In his van on the M3 next day he composed a few lines. 'Circle' is not a word that rhymes with much, but Bob liked a challenge.

Let's see if the jerk'll

Join a circle

His loving daughter said

But the jerk gave ferk all

For the circle

He was horribly low-bred

That summed up Bob and his writing. He was the son of a plumber and a barmaid who had parted when he was seven. With young Bob in tow, his mother had gone through at least ten cheap addresses and almost as many men. He'd failed all his exams and left school at sixteen. The only thing he'd ever passed was a driving test. He'd never read anything by Shakespeare or Dickens. Didn't look at the arts programmes on TV. Didn't drink wine or borrow books from the library. The books in the house belonged to Sue, or her mother Maggie, who'd died of leukaemia three years ago. Three years, one month and two days.

Rhymes helped him fill the times when everything went quiet.

'They'll be know-alls,' he said that evening.

Sue looked up from her homework. 'Excuse me?'

'That writers' circle. Teachers and such. I'd be way out of my depth.'

'I thought you'd put it out of your head.'

'I have. I was telling you why.'

'Oh sure.' Sue looked down again. It wasn't the homework that made her smile.

He didn't mention the circle for two weeks, but that was par for the course. He always began with 'no way' and got more positive by stages. In his fertile imagination he was facing every hazard, the pointy-heads with university degrees who could quote Shakespeare, the old ducks in twinsets who could spell anything, the crossword solvers and the English teachers. He could picture himself reading out his rhymes, stuttering and sweating and losing his place and swearing and seeing the shocked faces around the table. Mayhem was going on in his head. When he'd faced every horror he could imagine, he would decide that, after all, it couldn't be that bad.
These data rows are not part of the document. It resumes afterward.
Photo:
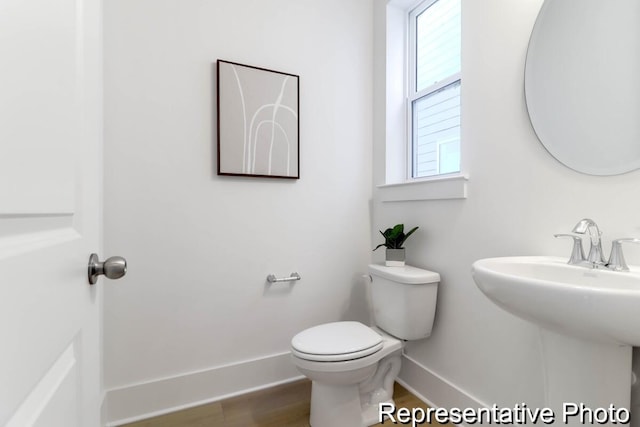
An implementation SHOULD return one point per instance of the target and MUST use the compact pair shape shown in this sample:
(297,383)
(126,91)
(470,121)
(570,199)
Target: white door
(50,168)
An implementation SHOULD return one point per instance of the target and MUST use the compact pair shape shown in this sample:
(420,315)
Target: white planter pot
(394,257)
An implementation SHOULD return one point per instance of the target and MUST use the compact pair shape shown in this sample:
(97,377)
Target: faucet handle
(616,259)
(577,254)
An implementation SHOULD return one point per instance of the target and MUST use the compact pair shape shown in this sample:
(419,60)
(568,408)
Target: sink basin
(596,304)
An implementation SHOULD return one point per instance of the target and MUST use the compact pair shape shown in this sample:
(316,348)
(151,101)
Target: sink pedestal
(582,371)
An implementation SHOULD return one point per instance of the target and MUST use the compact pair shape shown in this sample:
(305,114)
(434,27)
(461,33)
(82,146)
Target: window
(434,88)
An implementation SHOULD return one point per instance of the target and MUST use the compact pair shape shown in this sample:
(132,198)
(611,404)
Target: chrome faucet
(595,257)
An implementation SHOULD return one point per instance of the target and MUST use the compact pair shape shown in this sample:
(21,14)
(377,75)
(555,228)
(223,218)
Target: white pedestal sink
(589,320)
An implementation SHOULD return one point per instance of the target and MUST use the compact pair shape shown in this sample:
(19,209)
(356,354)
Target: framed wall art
(258,121)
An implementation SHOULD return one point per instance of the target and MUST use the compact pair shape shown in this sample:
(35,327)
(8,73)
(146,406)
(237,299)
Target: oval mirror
(582,83)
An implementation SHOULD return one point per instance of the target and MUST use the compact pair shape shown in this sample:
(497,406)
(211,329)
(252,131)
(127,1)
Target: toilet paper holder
(273,279)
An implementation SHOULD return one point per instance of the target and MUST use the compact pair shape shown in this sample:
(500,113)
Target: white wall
(518,197)
(200,246)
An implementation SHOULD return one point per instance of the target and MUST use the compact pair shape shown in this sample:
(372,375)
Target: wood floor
(283,406)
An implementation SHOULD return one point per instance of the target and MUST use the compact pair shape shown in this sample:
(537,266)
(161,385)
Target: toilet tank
(404,300)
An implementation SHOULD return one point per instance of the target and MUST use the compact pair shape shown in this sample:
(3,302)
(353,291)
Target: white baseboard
(139,401)
(433,389)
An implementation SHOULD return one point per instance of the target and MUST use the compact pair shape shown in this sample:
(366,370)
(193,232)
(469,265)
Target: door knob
(113,268)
'Do you think they allow smoking?'

'Probably,' Sue said.

'I can't see it.'

'I expect they have a coffee break.'

'Maybe. What do they do at these meetings, do you reckon? Write stuff?'

She flicked her hair back. 'Why ask me?'

'And read it to each other?'

'Go along and find out.'

'You're joking.'

The following Tuesday at six forty-five he parked in front of the New Park Centre and watched who went in. New Park was also a cinema and they were showing a sexy French film, so it was difficult to tell who was part of the writers' circle, except that some of them came with bags and briefcases. Why would you need a briefcase for a sex flick? He hadn't brought a briefcase. If he went in at all he was damn sure he wouldn't be reading out his rhymes.